About the Role
We are seeking a skilled Sr Software Engineer – Infrastructure Telemetry and Site Reliability Engineer (SRE) to join our dynamic platform team. The ideal candidate will be responsible for ensuring the reliability, availability, and performance of our systems while leveraging telemetry data to enhance monitoring and observability. This role is critical in maintaining our high service standards and continuously improving our infrastructure.
Key Responsibilities
Lead the design, develop, and implement monitoring, logging, and alerting solutions to ensure system reliability and performance. Utilize telemetry data to identify and troubleshoot issues, optimize system performance, and enhance overall observability. Collaborate with development and operations teams to ensure seamless integration of monitoring and alerting tools. Write and maintain scripts for infrastructure management and automation (e.g., Python, PowerShell, Bash). Automate repetitive tasks to improve efficiency and reduce manual intervention. Automate deployment pipelines using CI/CD tools such as Jenkins, GitHub Actions, or Azure DevOps. Participate in on-call rotations and incident response, providing timely resolution to system outages and performance issues. Develop and maintain documentation for system architecture, processes, and procedures related to telemetry and site reliability. Design and implementation of cloud infrastructure using Infrastructure as Code (IaC) tools such as Terraform, AWS CloudFormation, or Azure Resource Manager. Collaborate with cross-functional teams to design and implement scalable and resilient infrastructure solutions. Conduct root cause analysis of incidents and implement corrective actions to prevent recurrence. Drive the adoption of best practices in site reliability engineering and telemetry within the organization.
Qualifications
Bachelor’s degree in Computer Science, Engineering, or a related field, or equivalent experience. 5+ years of experience in software engineering with a focus on site reliability engineering, DevOps, IaC and Cloud Infrastructure or a related field.

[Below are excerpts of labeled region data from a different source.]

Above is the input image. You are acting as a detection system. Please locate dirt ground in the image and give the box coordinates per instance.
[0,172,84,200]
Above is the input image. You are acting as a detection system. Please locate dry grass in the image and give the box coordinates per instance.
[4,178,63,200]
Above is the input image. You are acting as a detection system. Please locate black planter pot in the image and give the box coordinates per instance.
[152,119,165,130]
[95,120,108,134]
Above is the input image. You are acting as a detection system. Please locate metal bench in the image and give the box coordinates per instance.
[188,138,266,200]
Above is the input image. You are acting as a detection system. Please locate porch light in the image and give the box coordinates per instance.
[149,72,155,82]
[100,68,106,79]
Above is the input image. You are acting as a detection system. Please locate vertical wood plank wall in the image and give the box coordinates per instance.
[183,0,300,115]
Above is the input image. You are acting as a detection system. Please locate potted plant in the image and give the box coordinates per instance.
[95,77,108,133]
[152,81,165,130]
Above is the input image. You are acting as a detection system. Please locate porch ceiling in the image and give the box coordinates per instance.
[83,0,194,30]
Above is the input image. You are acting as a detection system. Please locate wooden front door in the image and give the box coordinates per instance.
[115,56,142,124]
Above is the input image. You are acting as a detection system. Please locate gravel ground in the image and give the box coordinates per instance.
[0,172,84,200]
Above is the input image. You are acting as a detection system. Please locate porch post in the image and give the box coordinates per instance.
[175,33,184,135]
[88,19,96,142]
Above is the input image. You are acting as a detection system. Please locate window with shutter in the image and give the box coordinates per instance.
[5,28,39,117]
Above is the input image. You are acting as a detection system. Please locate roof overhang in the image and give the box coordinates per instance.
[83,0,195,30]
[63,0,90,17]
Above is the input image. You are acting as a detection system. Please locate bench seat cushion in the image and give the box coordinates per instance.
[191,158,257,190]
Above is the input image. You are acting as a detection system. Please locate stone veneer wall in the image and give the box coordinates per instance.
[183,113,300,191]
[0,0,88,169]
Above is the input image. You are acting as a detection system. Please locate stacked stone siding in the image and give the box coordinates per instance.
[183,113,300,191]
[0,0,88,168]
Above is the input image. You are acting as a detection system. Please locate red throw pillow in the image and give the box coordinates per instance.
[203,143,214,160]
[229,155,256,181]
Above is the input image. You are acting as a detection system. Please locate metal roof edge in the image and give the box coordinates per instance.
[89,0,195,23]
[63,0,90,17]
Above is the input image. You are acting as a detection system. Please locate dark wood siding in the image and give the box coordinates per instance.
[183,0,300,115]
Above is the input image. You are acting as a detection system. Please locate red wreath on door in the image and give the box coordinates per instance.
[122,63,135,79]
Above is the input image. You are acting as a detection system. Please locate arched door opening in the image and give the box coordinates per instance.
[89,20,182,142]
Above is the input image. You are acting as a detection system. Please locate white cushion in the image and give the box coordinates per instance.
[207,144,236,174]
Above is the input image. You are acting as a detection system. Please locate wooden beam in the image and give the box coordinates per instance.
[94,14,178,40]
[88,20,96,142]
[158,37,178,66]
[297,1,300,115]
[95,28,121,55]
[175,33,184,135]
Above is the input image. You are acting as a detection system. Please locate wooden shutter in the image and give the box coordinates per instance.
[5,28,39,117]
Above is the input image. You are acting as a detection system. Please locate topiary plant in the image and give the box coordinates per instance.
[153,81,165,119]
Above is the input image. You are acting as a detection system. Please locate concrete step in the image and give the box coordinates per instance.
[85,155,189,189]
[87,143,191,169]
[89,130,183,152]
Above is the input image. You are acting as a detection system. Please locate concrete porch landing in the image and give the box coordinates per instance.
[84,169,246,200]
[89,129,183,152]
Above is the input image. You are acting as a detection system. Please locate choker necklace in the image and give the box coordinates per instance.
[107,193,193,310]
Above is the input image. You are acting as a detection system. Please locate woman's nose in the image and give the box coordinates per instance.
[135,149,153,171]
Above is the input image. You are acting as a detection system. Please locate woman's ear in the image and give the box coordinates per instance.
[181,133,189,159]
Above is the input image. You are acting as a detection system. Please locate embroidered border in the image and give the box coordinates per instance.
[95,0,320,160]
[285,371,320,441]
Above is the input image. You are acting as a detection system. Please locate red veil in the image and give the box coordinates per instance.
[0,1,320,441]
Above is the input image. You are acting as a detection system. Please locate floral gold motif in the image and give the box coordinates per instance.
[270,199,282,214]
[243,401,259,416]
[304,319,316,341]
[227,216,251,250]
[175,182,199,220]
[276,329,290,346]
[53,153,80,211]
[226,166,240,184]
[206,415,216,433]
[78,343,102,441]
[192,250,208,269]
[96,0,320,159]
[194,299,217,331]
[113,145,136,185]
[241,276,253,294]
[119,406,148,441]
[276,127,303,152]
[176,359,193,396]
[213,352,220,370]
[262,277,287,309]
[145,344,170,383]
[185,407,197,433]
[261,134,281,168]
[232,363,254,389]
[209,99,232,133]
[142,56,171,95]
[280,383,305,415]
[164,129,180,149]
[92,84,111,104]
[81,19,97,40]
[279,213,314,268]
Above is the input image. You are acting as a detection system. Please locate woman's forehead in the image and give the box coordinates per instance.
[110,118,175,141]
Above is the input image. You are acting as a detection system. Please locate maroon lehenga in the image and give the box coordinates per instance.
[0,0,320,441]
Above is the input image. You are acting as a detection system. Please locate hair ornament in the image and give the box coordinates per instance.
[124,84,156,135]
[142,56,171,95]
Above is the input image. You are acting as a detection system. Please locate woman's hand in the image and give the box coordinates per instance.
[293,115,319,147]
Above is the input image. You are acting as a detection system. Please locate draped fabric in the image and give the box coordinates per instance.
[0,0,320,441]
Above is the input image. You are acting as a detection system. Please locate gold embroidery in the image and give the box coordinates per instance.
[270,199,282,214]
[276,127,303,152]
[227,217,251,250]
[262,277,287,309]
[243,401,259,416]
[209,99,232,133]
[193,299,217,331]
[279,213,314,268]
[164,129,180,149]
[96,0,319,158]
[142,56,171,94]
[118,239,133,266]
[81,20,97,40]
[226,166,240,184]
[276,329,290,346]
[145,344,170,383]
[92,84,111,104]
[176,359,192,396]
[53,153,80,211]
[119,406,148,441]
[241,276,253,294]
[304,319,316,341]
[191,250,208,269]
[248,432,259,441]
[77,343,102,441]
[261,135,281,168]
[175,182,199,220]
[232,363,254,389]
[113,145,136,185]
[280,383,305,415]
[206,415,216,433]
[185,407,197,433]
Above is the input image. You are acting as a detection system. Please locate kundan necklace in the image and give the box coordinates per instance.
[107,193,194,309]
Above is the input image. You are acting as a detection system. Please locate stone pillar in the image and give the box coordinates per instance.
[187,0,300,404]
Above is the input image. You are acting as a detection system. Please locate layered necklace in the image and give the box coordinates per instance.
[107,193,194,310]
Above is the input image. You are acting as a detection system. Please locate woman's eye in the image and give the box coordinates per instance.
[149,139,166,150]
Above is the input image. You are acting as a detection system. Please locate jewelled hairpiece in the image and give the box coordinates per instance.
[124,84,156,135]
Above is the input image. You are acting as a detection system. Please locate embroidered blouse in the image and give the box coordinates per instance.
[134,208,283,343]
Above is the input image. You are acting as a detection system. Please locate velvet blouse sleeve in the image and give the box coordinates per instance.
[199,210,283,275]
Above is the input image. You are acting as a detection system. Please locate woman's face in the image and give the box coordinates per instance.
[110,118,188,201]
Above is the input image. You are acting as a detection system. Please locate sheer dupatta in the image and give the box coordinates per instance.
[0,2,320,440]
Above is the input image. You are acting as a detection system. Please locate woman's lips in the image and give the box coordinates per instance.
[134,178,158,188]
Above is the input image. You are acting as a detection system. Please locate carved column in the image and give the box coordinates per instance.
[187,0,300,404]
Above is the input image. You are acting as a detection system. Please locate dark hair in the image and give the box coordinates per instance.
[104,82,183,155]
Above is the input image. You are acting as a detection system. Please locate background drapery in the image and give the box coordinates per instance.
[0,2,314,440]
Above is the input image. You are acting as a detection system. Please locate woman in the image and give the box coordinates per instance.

Strong knowledge of monitoring, logging, and alerting tools (e.g., Datadog, Prometheus, Grafana, ELK stack, Splunk, New Relic). Proficiency in programming and scripting languages (e.g., Python, Go, Bash). Experience with cloud platforms (e.g., AWS, Azure, Google Cloud) and containerization technologies (e.g., Docker, Kubernetes). Strong understanding of Linux/Unix systems and networking concepts. Excellent problem-solving skills and the ability to troubleshoot complex issues in distributed systems. Experience with configuration management and automation tools (e.g., Terraform, Ansible, Puppet, Chef). Strong communication and collaboration skills, with the ability to work effectively in a team-oriented environment. Familiarity with CI/CD pipelines and tools (e.g., Jenkins, GitLab CI, CircleCI) is a plus.
Preferred Qualifications
Experience with site reliability engineering practices and principles, such as error budgets and service level objectives (SLOs). Knowledge of data analytics and the ability to interpret and visualize telemetry data. Experience with incident management and post-incident analysis. Understanding of IT security best practices and tools. Strong problem-solving skills and attention to detail. Effective communication and collaboration skills.Salary Range by Location:
AK: Anchorage: Min:$53.90, Max: $91.78
AK: Kodiak, Seward, Valdez: Min:$56.19, Max: $95.67
California: Humboldt: Min:$56.19, Max: $95.67
California: All Northern California - Except Humboldt: Min: $63.04, Max: $107.34
California: All Southern California - Except Bakersfield: Min: $56.19, Max: $95.67
California: Bakersfield: $53.90, Max: $91.78
Idaho: Min: $47.96, Max: $81.67
Montana: Except Great Falls: Min: $43.40, Max: $73.89
Montana: Great Falls: Min:$41.11, Max: $70.00
New Mexico: Min: $43.40, Max: $73.89
Nevada: Min:$56.19, Max: $95.67
Oregon: Non-Portland Service Area: Min:$50.25, Max: $85.56
Oregon: Portland Service Area: $53.90, Max: $91.78
Texas: Min:$41.11, Max: $70.00
Washington: Western - Except Tukwila: $56.19, Max: $95.67
Washington: Southwest - Olympia, Centralia & Below: $53.90, Max: $91.78
Washington: Tukwila: $56.19, Max: $95.67
Washington: Eastern: $47.96, Max: $81.67
Washington: South Eastern: Min:$50.25, Max: $85.56
Why Join Providence?
Our best-in-class benefits are uniquely designed to support you and your family in staying well, growing professionally, and achieving financial security. We take care of you, so you can focus on delivering our Mission of caring for everyone, especially the most vulnerable in our communities.
Accepting a new position at another facility that is part of the Providence family of organizations may change your current benefits. Changes in benefits, including paid time-off, happen for various reasons. These reasons can include changes of Legal Employer, FTE, Union, location, time-off plan policies, availability of health and welfare benefit plan offerings, and other various reasons.